All religions could contain truth. Christians should hopefully be willing to admit this point, and should go even further to help point out common points of belief with the various religions of the world.
However, if a person asks this question, he or she generally intends to say that if there are aspects of truth found within each religion, then every religion must then be accepted as being equally valid and true. The problem with this line of thinking is that religions come not in isolated teachings or beliefs, but in systems of doctrines that form a complete faith. For example, a recipe for a casserole might call for ten ingredients. If three people use this recipe, but one cook only uses eight of the called for ingredients and replaces the other two with something of his liking, and the second cook only uses six ingredients total from the recipe, and the third chef uses all ten ingredients but doesn’t make a casserole, but instead makes a stir-fry, did any of them make the recipe’s casserole correctly? No, none of the cooks made the casserole correctly based on the recipe, yet all of their meals contained ingredients from that recipe.
Similarly, if religions contain aspects of truth, it doesn’t mean that they are true in their entirety. They each would just contain elements of truth, but as a complete system of doctrine would be false. If one religion was true in its entirety, then it would be true, while all other religions would be false and only contain aspects of the truth.

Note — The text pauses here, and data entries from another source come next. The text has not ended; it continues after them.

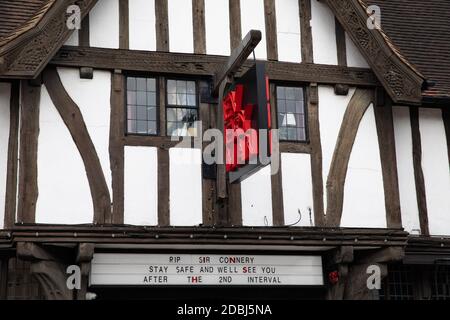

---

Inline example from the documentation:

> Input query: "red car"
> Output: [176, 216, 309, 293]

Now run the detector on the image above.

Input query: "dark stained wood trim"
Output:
[326, 89, 374, 227]
[270, 84, 285, 226]
[334, 18, 347, 66]
[229, 0, 242, 51]
[4, 81, 20, 229]
[158, 148, 170, 226]
[155, 0, 169, 52]
[307, 83, 325, 227]
[119, 0, 129, 49]
[442, 108, 450, 167]
[192, 0, 206, 54]
[44, 68, 111, 224]
[51, 46, 379, 87]
[78, 14, 90, 47]
[17, 80, 41, 223]
[409, 108, 430, 236]
[110, 70, 126, 224]
[264, 0, 278, 60]
[375, 94, 402, 228]
[298, 0, 314, 63]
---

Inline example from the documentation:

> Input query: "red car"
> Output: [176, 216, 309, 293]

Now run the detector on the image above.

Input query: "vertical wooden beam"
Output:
[306, 83, 325, 227]
[298, 0, 314, 63]
[119, 0, 129, 49]
[229, 0, 242, 51]
[270, 84, 285, 226]
[78, 13, 90, 47]
[409, 107, 430, 236]
[334, 18, 347, 67]
[158, 148, 170, 226]
[264, 0, 278, 60]
[192, 0, 206, 54]
[155, 0, 169, 52]
[4, 81, 20, 229]
[17, 80, 41, 223]
[105, 70, 126, 224]
[375, 94, 402, 228]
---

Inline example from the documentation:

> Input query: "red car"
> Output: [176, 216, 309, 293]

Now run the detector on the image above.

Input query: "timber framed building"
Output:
[0, 0, 450, 300]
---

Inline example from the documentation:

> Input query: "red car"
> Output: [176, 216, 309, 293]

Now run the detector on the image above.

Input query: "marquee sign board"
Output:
[89, 253, 324, 286]
[222, 61, 271, 183]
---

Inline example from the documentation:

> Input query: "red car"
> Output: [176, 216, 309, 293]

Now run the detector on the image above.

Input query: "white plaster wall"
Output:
[89, 0, 119, 49]
[124, 147, 158, 226]
[129, 0, 156, 51]
[58, 68, 112, 194]
[0, 83, 11, 229]
[275, 0, 302, 62]
[319, 86, 355, 212]
[169, 148, 203, 226]
[419, 108, 450, 235]
[311, 0, 337, 65]
[241, 166, 273, 226]
[392, 106, 420, 234]
[281, 153, 314, 227]
[168, 0, 194, 53]
[341, 105, 386, 228]
[36, 86, 93, 224]
[205, 0, 230, 56]
[241, 0, 267, 60]
[345, 33, 370, 68]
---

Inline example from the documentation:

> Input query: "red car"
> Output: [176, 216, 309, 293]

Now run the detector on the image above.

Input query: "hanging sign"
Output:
[90, 253, 323, 286]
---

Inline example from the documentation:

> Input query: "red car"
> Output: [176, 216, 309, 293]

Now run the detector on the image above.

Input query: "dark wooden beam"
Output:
[326, 89, 374, 227]
[4, 81, 20, 229]
[119, 0, 129, 49]
[110, 70, 126, 224]
[17, 80, 41, 223]
[264, 0, 278, 60]
[229, 0, 242, 51]
[155, 0, 169, 52]
[307, 83, 325, 226]
[44, 68, 111, 224]
[409, 108, 430, 236]
[375, 94, 402, 228]
[213, 30, 262, 96]
[192, 0, 206, 54]
[51, 46, 379, 87]
[298, 0, 314, 63]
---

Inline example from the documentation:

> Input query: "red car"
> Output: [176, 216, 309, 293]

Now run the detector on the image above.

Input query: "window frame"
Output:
[271, 81, 310, 144]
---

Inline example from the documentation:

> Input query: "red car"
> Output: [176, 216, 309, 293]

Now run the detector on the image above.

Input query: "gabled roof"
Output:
[363, 0, 450, 98]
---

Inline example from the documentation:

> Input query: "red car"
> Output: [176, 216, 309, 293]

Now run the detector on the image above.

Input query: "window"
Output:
[277, 86, 306, 141]
[166, 80, 198, 137]
[127, 77, 158, 135]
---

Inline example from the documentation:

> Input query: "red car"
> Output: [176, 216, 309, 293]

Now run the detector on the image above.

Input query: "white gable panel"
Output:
[89, 0, 119, 49]
[319, 86, 355, 211]
[168, 0, 194, 53]
[36, 86, 94, 224]
[345, 33, 370, 68]
[241, 0, 267, 60]
[169, 148, 203, 226]
[0, 83, 11, 229]
[341, 105, 386, 228]
[128, 0, 156, 51]
[58, 68, 112, 194]
[281, 153, 314, 227]
[124, 147, 158, 226]
[205, 0, 230, 56]
[419, 108, 450, 235]
[275, 0, 302, 62]
[241, 166, 273, 226]
[392, 107, 420, 233]
[311, 0, 338, 65]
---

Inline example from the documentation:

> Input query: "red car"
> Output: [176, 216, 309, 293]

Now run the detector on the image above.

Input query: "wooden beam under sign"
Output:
[212, 30, 262, 96]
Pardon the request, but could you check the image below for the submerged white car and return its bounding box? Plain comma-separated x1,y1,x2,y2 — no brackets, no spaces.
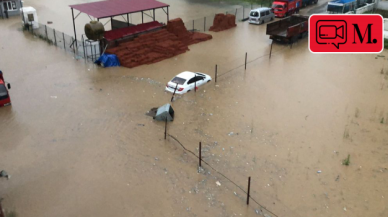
166,71,212,94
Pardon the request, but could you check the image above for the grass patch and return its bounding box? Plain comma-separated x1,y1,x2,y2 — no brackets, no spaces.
342,154,350,166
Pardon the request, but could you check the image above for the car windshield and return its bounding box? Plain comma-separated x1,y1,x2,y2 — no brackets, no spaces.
0,84,8,97
250,11,259,17
272,4,283,9
171,77,186,85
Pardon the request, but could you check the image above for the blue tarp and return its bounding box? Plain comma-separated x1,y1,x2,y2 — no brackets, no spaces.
94,54,120,67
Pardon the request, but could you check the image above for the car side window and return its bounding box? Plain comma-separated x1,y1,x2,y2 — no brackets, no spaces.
197,76,205,81
187,77,196,84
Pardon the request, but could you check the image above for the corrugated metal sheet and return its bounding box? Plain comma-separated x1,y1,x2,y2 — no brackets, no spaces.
69,0,169,18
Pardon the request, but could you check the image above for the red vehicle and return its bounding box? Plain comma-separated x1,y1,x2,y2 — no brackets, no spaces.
272,0,302,17
267,14,309,43
0,71,11,107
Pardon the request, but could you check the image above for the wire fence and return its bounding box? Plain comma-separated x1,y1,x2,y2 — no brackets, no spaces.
24,24,101,62
184,0,272,32
167,134,278,217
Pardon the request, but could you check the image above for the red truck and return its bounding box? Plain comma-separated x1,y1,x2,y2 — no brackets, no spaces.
272,0,302,17
266,14,309,43
0,71,11,107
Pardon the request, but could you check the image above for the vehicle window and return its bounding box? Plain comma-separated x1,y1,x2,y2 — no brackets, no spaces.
171,77,186,85
0,85,8,98
197,76,205,81
250,11,259,17
187,77,196,84
272,4,283,9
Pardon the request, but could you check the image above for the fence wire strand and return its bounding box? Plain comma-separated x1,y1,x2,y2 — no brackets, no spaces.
217,47,288,78
167,133,278,217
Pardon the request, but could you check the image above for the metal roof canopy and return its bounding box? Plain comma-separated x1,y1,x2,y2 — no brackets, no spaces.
69,0,170,50
70,0,170,19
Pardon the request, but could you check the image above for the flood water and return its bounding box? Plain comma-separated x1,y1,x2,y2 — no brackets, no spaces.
0,0,388,217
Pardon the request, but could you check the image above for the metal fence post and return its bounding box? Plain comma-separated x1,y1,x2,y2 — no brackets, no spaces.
62,32,66,51
71,37,75,55
245,52,248,70
214,64,218,83
247,176,251,205
199,142,202,168
243,6,245,19
81,35,86,60
194,74,197,92
171,83,178,102
203,17,206,32
53,29,58,46
164,117,167,139
44,25,48,42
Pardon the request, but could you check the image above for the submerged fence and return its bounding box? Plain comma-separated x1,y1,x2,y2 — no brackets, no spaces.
24,24,101,61
167,133,278,217
24,0,272,62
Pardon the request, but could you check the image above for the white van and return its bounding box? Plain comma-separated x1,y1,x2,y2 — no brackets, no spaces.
248,8,275,24
20,7,39,29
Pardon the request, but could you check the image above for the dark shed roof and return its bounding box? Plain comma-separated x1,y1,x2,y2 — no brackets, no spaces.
70,0,170,18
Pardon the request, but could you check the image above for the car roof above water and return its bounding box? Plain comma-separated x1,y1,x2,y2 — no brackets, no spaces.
176,71,205,79
251,8,270,12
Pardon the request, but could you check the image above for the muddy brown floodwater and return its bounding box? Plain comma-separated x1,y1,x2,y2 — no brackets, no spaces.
0,1,388,217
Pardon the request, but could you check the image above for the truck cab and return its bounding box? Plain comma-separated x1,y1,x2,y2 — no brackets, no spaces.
0,71,11,107
272,0,302,17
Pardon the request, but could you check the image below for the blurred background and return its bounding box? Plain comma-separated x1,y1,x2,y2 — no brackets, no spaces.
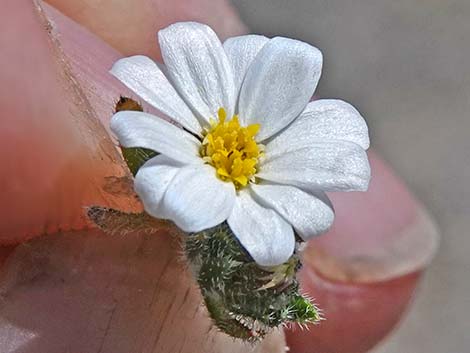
232,0,470,353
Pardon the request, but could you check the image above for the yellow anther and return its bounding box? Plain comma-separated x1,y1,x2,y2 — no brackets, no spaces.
201,108,262,189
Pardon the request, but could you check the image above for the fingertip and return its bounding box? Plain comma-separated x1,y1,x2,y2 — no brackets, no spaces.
286,153,439,353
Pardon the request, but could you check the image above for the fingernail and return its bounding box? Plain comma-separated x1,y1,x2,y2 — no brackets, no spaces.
0,0,137,244
287,153,439,353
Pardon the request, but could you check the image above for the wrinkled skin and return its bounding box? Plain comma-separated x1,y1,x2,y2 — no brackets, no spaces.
0,0,434,353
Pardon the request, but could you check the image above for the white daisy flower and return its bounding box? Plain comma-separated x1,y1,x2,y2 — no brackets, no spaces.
111,22,370,266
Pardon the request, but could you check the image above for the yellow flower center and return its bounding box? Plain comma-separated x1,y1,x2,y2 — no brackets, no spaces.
201,108,262,189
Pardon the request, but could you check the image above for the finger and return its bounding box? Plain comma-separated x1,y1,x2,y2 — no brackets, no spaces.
48,0,246,58
0,3,284,353
0,0,143,244
287,153,438,353
0,226,283,353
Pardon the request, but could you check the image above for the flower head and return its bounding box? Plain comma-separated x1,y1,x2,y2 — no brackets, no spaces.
111,22,370,266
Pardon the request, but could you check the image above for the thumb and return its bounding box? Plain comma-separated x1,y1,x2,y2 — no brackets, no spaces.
287,153,438,353
0,0,284,353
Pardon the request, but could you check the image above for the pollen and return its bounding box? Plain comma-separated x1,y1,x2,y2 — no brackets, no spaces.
200,108,263,189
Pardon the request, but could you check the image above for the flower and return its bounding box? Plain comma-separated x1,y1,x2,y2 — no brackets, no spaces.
111,22,370,266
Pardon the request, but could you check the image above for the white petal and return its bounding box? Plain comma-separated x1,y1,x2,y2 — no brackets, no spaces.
134,154,183,219
110,55,201,134
110,110,202,163
162,164,235,232
228,189,295,266
252,184,335,240
266,99,369,158
224,34,269,92
257,141,370,191
238,37,322,141
158,22,236,126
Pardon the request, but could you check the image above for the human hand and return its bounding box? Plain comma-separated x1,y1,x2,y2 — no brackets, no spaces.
0,0,438,353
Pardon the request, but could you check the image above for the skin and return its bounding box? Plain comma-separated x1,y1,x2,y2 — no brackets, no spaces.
0,0,438,353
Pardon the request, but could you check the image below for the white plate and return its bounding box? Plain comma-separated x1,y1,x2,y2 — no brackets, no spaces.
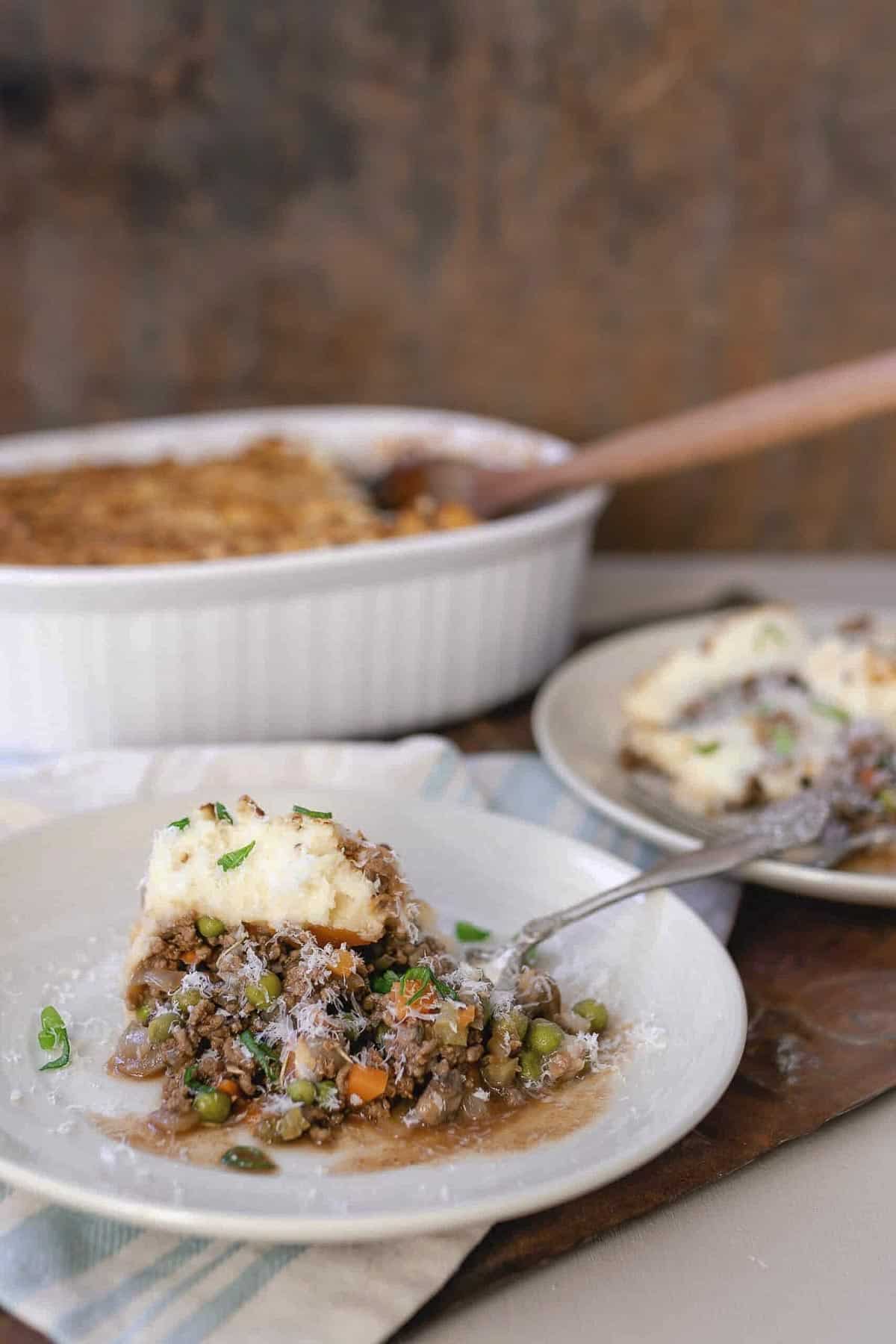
0,781,746,1242
532,608,896,906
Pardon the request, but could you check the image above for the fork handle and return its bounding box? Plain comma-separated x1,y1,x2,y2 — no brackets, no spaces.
520,835,778,946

What about the elephant parable?
A common parable used in this discussion of religious truth is an Indian legend about six blind men touching an elephant. All the blind men touch a different part of the elephant and come to a different conclusion about what they are all touching. For example, one of them touches the tail and thinks the elephant is like a rope. Another one touches his leg and thinks he is touching a tree. The next blind man touches the elephant’s side and concludes that the elephant must be like a wall. The story continues as the three other blind men come to different conclusions about the elephant based on their experience of what they have touched on the elephant.
This parable is used to illustrate that we as humans are like the blind men who do not have the proper sight required to comprehend ultimate reality; it’s just beyond our capabilities. However, all of us have touched and experience reality and have come to accurate conclusions based on what we have experienced and known. This would mean that all of the world’s religions are equally fair assessments of the truth and therefore are all equally valid paths to articulating the sacred. It could even be taken to another step to say that by embracing all religions as true, then a person would have an even more accurate understanding of what ultimate reality is.
A critique of this parable would contain the following points:
- This parable is actually claiming that all religions are false.
- This parable makes all aspects of life subjective. There is no absolute, objective reality that we can be certain we are experiencing correctly. If absolutes don’t exist in a way that we can comprehend them, morals and ethics also become subjective. There would no longer be such a thing as right and wrong.
- Any exclusive religion, such as Christianity, Judaism, and Islam are forced to give up their claims to exclusivity to fit into the inclusive, pluralism which this parable projects.
- With Christianity’s exclusive claim that Jesus is the only way to salvation, all other religions would have to be false if Christianity is true, or Christianity could be false and other religions true. This does not fit with the elephant analogy at all.
- The original telling of this legend has a king who sees the blind men groping at the elephant arguing about what they are touching. The king reveals to them in laughter that they are all foolish men that the same reality, the elephant! This is very interesting that the original legend has a word from above revealing the truth to the blind men. This indicates that the truth is actually discernible – we might just need some help from someone up above.
- The original ending of this parable lends itself very well to Christianity. Christianity teaches that help did come from above. That God has revealed himself to mankind through what he has created as well as through special revelation from the Scriptures and in particular through the second person of the Trinity, Jesus, taking on flesh and walking amongst us, revealing the truth to us, healing the blind and helping them see. This revelatory claim of Christianity isn’t even considered or introduced in pluralistic uses of this parable.
Conclusion: Declare truth where truth is found!
It seems clear that all religions cannot be fully and equally true. There are direct contradictions within the teachings of the world’s religions, such as Jesus is God (Christianity) and Jesus is not God (Islam), which eliminate the possibility that all religions are true.
This however doesn’t mean that aspects of the truth cannot be found within various religions. Christians would do good to point these truths out from time to time. If Christ’s claim is true that he is the way, the truth, and the life (John 14:6), then all truth would be God’s truth, no matter where it is found. Where truth is found, declare it, use it, put it in its full context of which it is fully and directly revealed from God in the Bible. The Apostle Paul did when he quoted the philosophers of the Athenians (Acts 17). We can do it too!